DNA Manipulation

Code:

BIOL4001

Acronym:

BIOL4001

Keywords
Classification	Keyword
OFICIAL	Biology

Instance: 2021/2022 - 1S

Active?	Yes
Responsible unit:	Department of Biology
Course/CS Responsible:	Master in Functional Biology and Biotechnology of Plants

Cycles of Study/Courses

Acronym	No. of Students	Study Plan	Curricular Years	Credits UCN	Credits ECTS	Contact hours	Total Time
M:BFBP	14	Plano de Estudos M:BFBP_2015_2016.	1	-	6	42	162

Teaching language

Suitable for English-speaking students

Objectives

Aims of the course unit include are i) to provide advanced concepts in DNA manipulation, recombinant DNA technology, cloning and their applications in genetic transformation of plants and PCR, with special emphasis on the molecular techniques involved in the production of recombinant proteins; ii) to provide training in the use of basic bioinformatic tools for a protein expression project, primer design and gene optimization; iii) to provide laboratory “hands-on” training in gene cloning in expression vectors containing different tags and fusion proteins and transformation into appropriate bacterial strains.

Learning outcomes and competences

Students should understand the rationale for recombinant protein production and understand the underlying molecular processes of gene expression and regulation. Describe and understand the relevant molecular techniques and DNA manipulation involved in recombinant protein production. Use basic bioinformatics tools in analysis and planning of a protein expression project. Understand gene optimization and perform primer design.
Obtain laboratory skills in gene cloning using various vector types and bacterial cell strains, preparation of plasmid DNA, agarose gel electrophoresis, restriction analysis, primer design and PCR. Analyze original scientific articles, plan experimental design and analyze data. Communicate orally projects and results and write lab reports.

Working method

Presencial

Program

Structure of genes and regulatory sequences. Gene expression and regulation. DNA sequence analysis. Gene optimization. DNA cloning. PCR and PCR based cloning, restriction enzymes. Cloning vectors. Gateway technology. Expression vectors. Vectors containing different tags and fusion proteins. The pET system and the T7 expression system.

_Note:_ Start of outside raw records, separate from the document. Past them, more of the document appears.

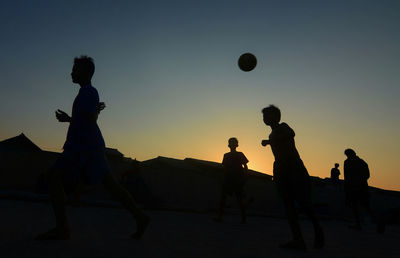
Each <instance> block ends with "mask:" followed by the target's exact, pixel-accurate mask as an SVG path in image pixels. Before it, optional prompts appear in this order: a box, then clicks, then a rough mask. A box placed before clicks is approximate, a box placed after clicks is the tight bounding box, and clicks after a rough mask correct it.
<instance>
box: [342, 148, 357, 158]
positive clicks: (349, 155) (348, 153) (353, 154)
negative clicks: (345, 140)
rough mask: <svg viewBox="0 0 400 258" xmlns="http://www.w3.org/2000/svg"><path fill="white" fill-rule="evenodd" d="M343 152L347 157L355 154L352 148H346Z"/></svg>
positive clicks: (353, 155)
mask: <svg viewBox="0 0 400 258" xmlns="http://www.w3.org/2000/svg"><path fill="white" fill-rule="evenodd" d="M344 154H345V155H346V156H347V157H354V156H356V152H355V151H354V150H353V149H346V150H345V151H344Z"/></svg>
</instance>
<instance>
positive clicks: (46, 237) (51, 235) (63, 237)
mask: <svg viewBox="0 0 400 258" xmlns="http://www.w3.org/2000/svg"><path fill="white" fill-rule="evenodd" d="M69 239H71V233H70V232H69V230H60V229H58V228H53V229H50V230H49V231H47V232H44V233H42V234H39V235H38V236H36V237H35V240H69Z"/></svg>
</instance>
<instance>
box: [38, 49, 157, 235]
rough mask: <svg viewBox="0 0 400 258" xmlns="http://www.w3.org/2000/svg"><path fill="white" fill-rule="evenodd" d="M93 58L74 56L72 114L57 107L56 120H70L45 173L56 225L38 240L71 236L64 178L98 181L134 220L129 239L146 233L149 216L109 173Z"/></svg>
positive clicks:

Regulators of expression (derived from the pLac promoter, expression of the repressor protein in strains with allele lacIq). Bacterial strains with genetic markers for recombinant protein expression.  Basic bioinformatics tools: database search; BLAST similarity search, restriction analysis, primer design.

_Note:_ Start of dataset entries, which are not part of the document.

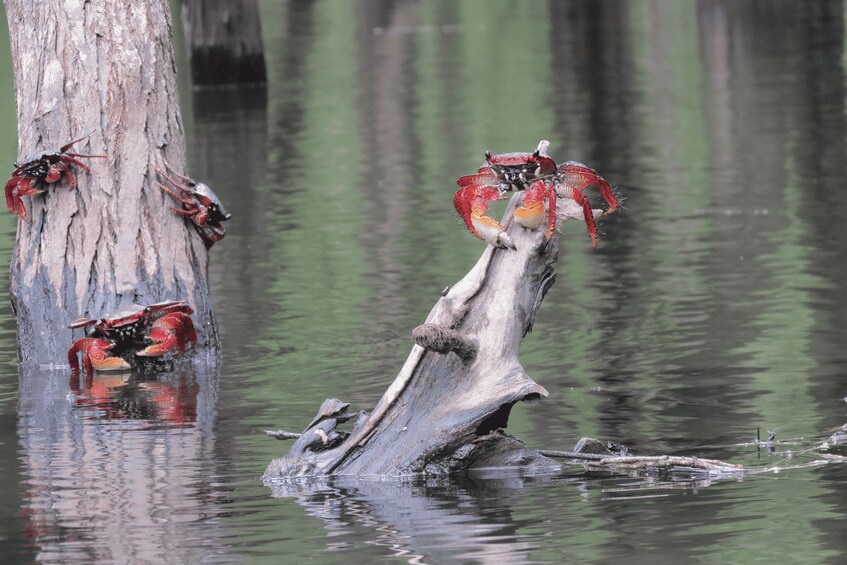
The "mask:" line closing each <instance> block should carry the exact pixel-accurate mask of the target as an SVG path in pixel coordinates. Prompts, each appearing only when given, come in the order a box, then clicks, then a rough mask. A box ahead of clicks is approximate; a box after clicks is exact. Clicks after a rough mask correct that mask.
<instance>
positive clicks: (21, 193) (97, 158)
mask: <svg viewBox="0 0 847 565" xmlns="http://www.w3.org/2000/svg"><path fill="white" fill-rule="evenodd" d="M88 135H91V134H88ZM88 135H85V136H83V137H80V138H79V139H75V140H73V141H71V142H70V143H66V144H65V145H63V146H61V147H60V148H59V149H57V150H54V151H47V152H45V153H42V154H40V155H38V156H34V157H30V158H28V159H26V160H25V161H22V162H19V163H15V171H14V172H13V173H12V178H10V179H9V181H8V182H7V183H6V205H7V206H8V207H9V211H10V212H12V213H13V214H17V215H19V216H20V217H21V218H22V219H23V220H24V221H25V222H28V221H29V219H28V218H27V216H26V208H25V207H24V203H23V200H21V197H22V196H32V195H34V194H40V193H42V192H44V191H45V190H47V185H48V184H53V183H56V182H59V181H60V180H62V177H66V178H67V179H68V184H69V185H70V188H74V186H76V177H74V174H73V172H72V166H73V165H76V166H77V167H79V168H80V169H82V170H83V171H85V172H86V173H90V172H91V169H89V168H88V165H86V164H85V163H83V162H82V161H80V160H79V158H81V157H84V158H89V159H102V158H104V157H106V155H83V154H81V153H68V149H70V148H71V147H73V146H74V144H76V143H79V142H80V141H82V140H83V139H85V138H86V137H88Z"/></svg>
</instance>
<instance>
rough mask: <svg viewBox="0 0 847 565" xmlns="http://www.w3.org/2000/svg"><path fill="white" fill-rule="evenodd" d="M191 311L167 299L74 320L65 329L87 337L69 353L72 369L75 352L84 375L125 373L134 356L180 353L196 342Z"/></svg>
mask: <svg viewBox="0 0 847 565" xmlns="http://www.w3.org/2000/svg"><path fill="white" fill-rule="evenodd" d="M193 312H194V311H193V310H192V309H191V307H190V306H189V305H188V304H187V303H185V302H183V301H181V300H169V301H165V302H158V303H156V304H151V305H150V306H140V305H138V304H133V305H130V306H128V307H125V308H120V309H118V310H114V311H112V312H109V313H107V314H105V315H104V316H103V317H101V318H99V319H96V320H95V319H91V318H79V319H77V320H74V321H73V322H71V324H70V326H68V327H70V328H71V329H76V328H88V329H87V330H86V337H83V338H80V339H78V340H76V341H75V342H74V343H73V345H71V348H70V349H69V350H68V362H69V363H70V365H71V369H72V370H73V371H79V361H78V359H77V354H78V353H82V363H83V367H84V368H85V370H86V371H87V372H91V371H93V370H96V371H120V370H126V369H129V368H131V367H132V365H133V364H134V361H135V360H134V358H135V357H159V356H162V355H165V354H166V353H169V352H175V353H177V354H180V353H182V352H183V351H184V350H185V349H187V348H188V347H191V346H193V345H194V344H195V343H196V342H197V333H196V332H195V330H194V322H192V320H191V314H192V313H193Z"/></svg>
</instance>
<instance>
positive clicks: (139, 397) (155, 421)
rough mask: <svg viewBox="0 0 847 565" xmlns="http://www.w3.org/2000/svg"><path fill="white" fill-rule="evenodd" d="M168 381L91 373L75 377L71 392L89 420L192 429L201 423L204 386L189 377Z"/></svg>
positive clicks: (72, 381) (72, 375) (98, 373)
mask: <svg viewBox="0 0 847 565" xmlns="http://www.w3.org/2000/svg"><path fill="white" fill-rule="evenodd" d="M166 377H167V376H166V375H162V376H161V377H158V378H153V379H143V380H142V379H141V377H139V376H136V375H133V374H132V373H130V372H118V373H91V374H86V375H84V376H83V377H82V379H80V377H79V375H71V379H70V389H71V391H73V393H74V406H75V407H78V408H85V409H86V415H85V416H84V417H85V418H103V419H106V420H138V421H141V422H150V423H151V424H154V425H155V424H162V425H165V426H167V427H182V426H185V427H190V426H191V425H192V424H193V423H194V422H195V421H196V419H197V393H198V392H199V391H200V385H199V384H197V382H196V381H194V380H193V378H188V376H186V375H181V376H179V377H178V378H177V382H176V383H170V382H167V381H165V378H166ZM80 380H82V383H80ZM80 385H81V386H80Z"/></svg>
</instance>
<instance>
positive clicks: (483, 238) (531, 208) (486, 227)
mask: <svg viewBox="0 0 847 565" xmlns="http://www.w3.org/2000/svg"><path fill="white" fill-rule="evenodd" d="M549 146H550V142H549V141H546V140H542V141H541V142H540V143H539V144H538V148H537V149H536V150H535V151H533V152H532V153H501V154H499V155H492V154H491V153H490V152H488V151H486V152H485V160H486V164H485V165H483V166H482V167H481V168H480V169H479V171H478V172H477V173H476V174H472V175H465V176H463V177H460V178H459V179H458V180H457V181H456V182H457V183H458V185H459V186H460V187H461V188H460V189H459V190H458V191H457V192H456V195H455V196H454V197H453V205H454V206H455V207H456V211H457V212H458V213H459V215H460V216H461V217H462V219H463V220H465V223H466V224H467V226H468V229H469V230H470V231H471V233H472V234H474V235H475V236H476V237H478V238H480V239H483V240H485V241H487V242H488V243H490V244H491V245H493V246H495V247H500V248H505V247H508V248H511V249H514V248H515V244H514V242H513V241H512V238H511V237H509V235H508V234H507V233H506V229H505V228H504V227H503V226H502V225H501V224H500V223H499V222H498V221H497V220H495V219H494V218H492V217H490V216H486V215H485V212H486V210H488V204H489V203H490V202H493V201H495V200H503V199H504V198H507V197H508V195H509V193H510V192H517V191H523V192H524V198H523V203H522V204H521V206H519V207H518V208H517V209H516V210H515V221H517V222H518V223H519V224H521V225H522V226H524V227H525V228H528V229H533V230H534V229H538V227H540V226H541V225H542V224H543V223H544V219H545V203H546V219H547V232H546V235H545V237H546V239H548V240H549V239H550V238H551V237H552V236H553V230H554V229H555V226H556V200H557V197H561V198H570V199H572V200H575V201H576V203H577V204H579V205H580V206H582V210H583V214H584V217H585V224H586V227H587V228H588V233H589V235H590V236H591V243H592V246H593V247H597V226H596V224H595V223H594V214H593V212H592V211H591V204H590V203H589V201H588V198H586V197H585V195H584V194H583V193H582V191H583V190H584V189H586V188H588V187H589V186H592V185H597V186H598V187H599V188H600V193H601V194H602V195H603V199H604V200H605V201H606V203H607V204H608V205H609V208H608V209H607V210H606V211H605V212H604V214H611V213H612V212H614V211H615V210H616V209H617V207H618V201H617V199H616V198H615V195H614V194H612V189H611V187H610V186H609V183H608V182H606V179H604V178H603V177H601V176H600V175H599V174H597V171H595V170H594V169H591V168H589V167H587V166H585V165H583V164H582V163H577V162H576V161H567V162H566V163H563V164H561V165H557V164H556V162H555V161H554V160H553V159H552V158H551V157H550V156H549V155H548V154H547V148H548V147H549Z"/></svg>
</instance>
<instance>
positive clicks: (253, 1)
mask: <svg viewBox="0 0 847 565" xmlns="http://www.w3.org/2000/svg"><path fill="white" fill-rule="evenodd" d="M182 17H183V24H184V27H185V35H186V37H187V38H188V41H189V43H190V45H189V52H190V53H191V75H192V79H193V81H194V85H195V86H212V85H223V84H259V83H264V82H265V80H266V73H265V53H264V49H263V47H262V33H261V24H260V23H259V7H258V5H257V4H256V0H184V3H183V10H182Z"/></svg>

Laboratory - Cloning and expression of a gene in E. coli. Minipreparation of plasmid DNA and its analysis by agarose gel electrophoresis. Isolation of genes by PCR. DNA restriction analysis. DNA cloning and transformation into competent E. coli. Screening of recombinants by PCR. Preliminary study of bacterial extracts by western blot.

Mandatory literature

Videira Arnaldo 340; Engenharia genética. ISBN: 9789727577439

Complementary Bibliography

Sambrook Joseph; Molecular cloning. ISBN: 978-087969-577-4 (Vol. 1)
Watson James D. 1928- 070; Recombinant DNA. ISBN: 9781429203128
Greenfield Edward A., 1957- 340; Antibodies. ISBN: 9781936113811

Teaching methods and learning activities

Students are encouraged to engage in projects, both in working groups or individually, and to take the initiative to investigate specific topics. The use of real examples of research and "case studies", provide the context of reality and allows the acquisition of the notion that science is a continuous search for answers to questions that are not ever completely resolved. Activities include lectures, discussion groups, tutorials, problem solving, debates, etc. Emphasis also will be placed in wet lab training.

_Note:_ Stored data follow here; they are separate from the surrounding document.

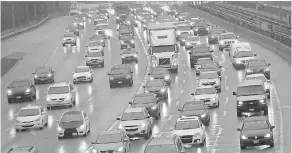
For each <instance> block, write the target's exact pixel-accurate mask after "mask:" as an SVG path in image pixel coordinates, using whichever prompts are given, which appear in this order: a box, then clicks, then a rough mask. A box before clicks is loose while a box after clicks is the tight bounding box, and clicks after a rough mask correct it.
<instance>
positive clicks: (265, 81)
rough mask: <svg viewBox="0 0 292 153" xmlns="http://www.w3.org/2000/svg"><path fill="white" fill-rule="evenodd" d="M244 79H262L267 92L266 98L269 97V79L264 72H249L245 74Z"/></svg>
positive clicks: (269, 94) (251, 79)
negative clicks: (266, 97) (265, 76)
mask: <svg viewBox="0 0 292 153" xmlns="http://www.w3.org/2000/svg"><path fill="white" fill-rule="evenodd" d="M245 79H246V80H262V81H263V82H264V87H265V90H266V93H267V98H268V99H270V97H271V90H270V88H271V80H268V79H267V78H266V77H265V75H264V74H251V75H247V76H245Z"/></svg>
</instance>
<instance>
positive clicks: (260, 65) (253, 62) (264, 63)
mask: <svg viewBox="0 0 292 153" xmlns="http://www.w3.org/2000/svg"><path fill="white" fill-rule="evenodd" d="M248 66H249V67H260V66H264V67H265V66H267V63H266V61H265V60H250V61H249V62H248Z"/></svg>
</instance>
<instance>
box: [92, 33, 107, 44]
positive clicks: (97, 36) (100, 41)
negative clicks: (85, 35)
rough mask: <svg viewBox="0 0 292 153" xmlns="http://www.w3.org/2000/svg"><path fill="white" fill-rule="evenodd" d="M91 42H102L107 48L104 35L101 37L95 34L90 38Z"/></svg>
mask: <svg viewBox="0 0 292 153" xmlns="http://www.w3.org/2000/svg"><path fill="white" fill-rule="evenodd" d="M89 40H90V41H97V42H100V43H101V44H102V46H105V42H104V37H103V35H99V34H94V35H92V36H91V37H90V38H89Z"/></svg>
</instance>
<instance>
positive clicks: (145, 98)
mask: <svg viewBox="0 0 292 153" xmlns="http://www.w3.org/2000/svg"><path fill="white" fill-rule="evenodd" d="M129 104H130V105H131V107H133V108H136V107H144V108H146V110H147V111H148V113H149V115H150V116H151V117H154V118H155V119H156V120H157V119H159V117H160V115H161V104H160V103H159V99H158V98H157V97H156V95H155V94H154V93H140V94H136V95H135V97H134V98H133V100H132V101H131V102H130V103H129Z"/></svg>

 Assessment tools include presentation and discussion of original scientific articles, a written laboratory report on the project developed and a final exam.

 

keywords

Natural sciences > Biological sciences > Biological engineering > Genetic engineering
Natural sciences > Biological sciences > Biology > Molecular biology
Natural sciences > Biological sciences > Biology > Functional biology

Evaluation Type

Distributed evaluation with final exam

Assessment Components

designation	Weight (%)
Exame	85,00
Trabalho escrito	15,00
Total:	100,00

Amount of time allocated to each course unit

designation	Time (hours)
Estudo autónomo	105,00
Frequência das aulas	42,00
Trabalho escrito	15,00
Total:	162,00

Eligibility for exams

Compulsory class attendance (minimum 3/4)

Calculation formula of final grade

Evaluation Formula : Final Exam (17 points) + Test exercises (3 points).

Classification improvement

Grade improvement can only be obtained through final exam.